Wednesday, August 13, 2014

REVIEW: Raygun Chronicles

Title: Raygun Chronicles: Space Opera for a New Age
Editor: Bryan Thomas Schmidt
Genre: science fiction / space opera
Price: $29.95 (hardcover) $17.95 (trade paperback) $6.99 (ebook)
Publisher: Every Day Publications
ISBN: 978-0-9881257-5-9
Point of Sale: various retailers via publisher's website
Reviewed by: Chris Gerrib

I have to admit, when I was handed a copy of Raygun Chronicles, I was a bit daunted.  At 360 pages, the book would appear to make a fine doorstop.  Usually in such a broad anthology, I only end up finishing half the stories.  Not so with Raygun – I finished and enjoyed every single one!

Raygun Chronicles is the brainchild of Bryan Thomas Schmidt, and is an outgrowth of his now-defunct webzine Raygun Revival.  Basically, the book is a “best of” anthology with a few original stories added.  Since I hadn’t heard of Raygun Revival, everything in the book was new to me, and as I said above, really very good.

In general, what I liked about the stories was the characters.  In the serious stories (the bulk of the book) the characters were realistic and I found myself caring about them.  In the four humorous stories, the characters were just enough “off” to be believable in the context of the story.  Some specific stories that stood out for me:

Frontier ABCs: The Life and times of Charity Smith, Schoolteacher by Seanan McGuire: The lead-off story, this is a Firefly-inspired tale of a schoolteacher one should not trifle with.  It’s set in our Solar System, with the bulk of the action taking place on a terraformed Ganymede.

Rick the Robber Baron by Kristine Kathryn Rusch:  This was an interesting story in which the female lead starts by being tied to a wooden post on her own ship.  To make matters worse, the person who did the tying was somebody who had had a fling with our heroine.  It’s complicated, to say the least, but enjoyable.

Sword of Saladin by Michael S. Roberts:  In this tale an enemy tells the captain of the Earth battlecruiser Himalaya that she should have sex with herself.  She thinks that’s a fine idea – on the bridge of his ship!

Holly Defiant by Brenda Cooper:  The titular character is one heck of a singer.  She also appears to be the target of some evil men, and our narrator decides to help.  There are several turns in this tale, none of which I saw coming.

The Slavers of Ruhn by Rob Mancebo:  This is another Firefly-inspired story, in which a woman’s dress proves critical to saving the day.

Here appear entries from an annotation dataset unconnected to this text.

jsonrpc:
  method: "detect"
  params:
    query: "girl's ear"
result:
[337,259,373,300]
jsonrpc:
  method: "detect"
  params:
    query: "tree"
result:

The Heiress of Air by Allen M. Steele: A rich young woman is kidnapped, and our daring band goes forth to save her.  Again, things are not what they seem.


Bryan Thomas said...

Chris, thanks for doing this. It was a pleasant gift this weekend. So glad you enjoyed it. We hope to do more. For the record, Johne Cook, Lee King and Paul Christian Glenn created and edited Ray Gun Revival. I just was brought in to anthologize for the publisher. We thought there was a larger audience that would like this stuff. Glad to know that's true.

Phy said...

Hey, Chris,
Thanks for the stellar review! This was a collaborative effort between Bryan, our publisher Every Day Publishing, and myself representing the Ray Gun Revival editors. Bryan and Camille / Jordan at EDP are the visionaries who made Raygun Chronicles happen. The stories from RGR served as a genesis for the project but Bryan and Camille really pulled everything together into such a great package to put it all over the top. Bryan ran the Kickstarter, rounded up some phenomenal Name authors, and oversaw the entire thing. Jordan Ellinger believed in RGR when no-one else did and EDP provided a great home for the 'zine. As a cover art snob myself, the cover for the book by Paul Pederson was phenomenal, just pitch-perfect. I couldn't be more pleased with the art design and the fonts and the colors... Bryan and Camille outdid themselves and I am so pleased and proud of their work on this project. RGR was started after the untimely death of Firefly as a way to promote Space Opera. With the publication of this anthology, it is clear Space Opera is in good hands!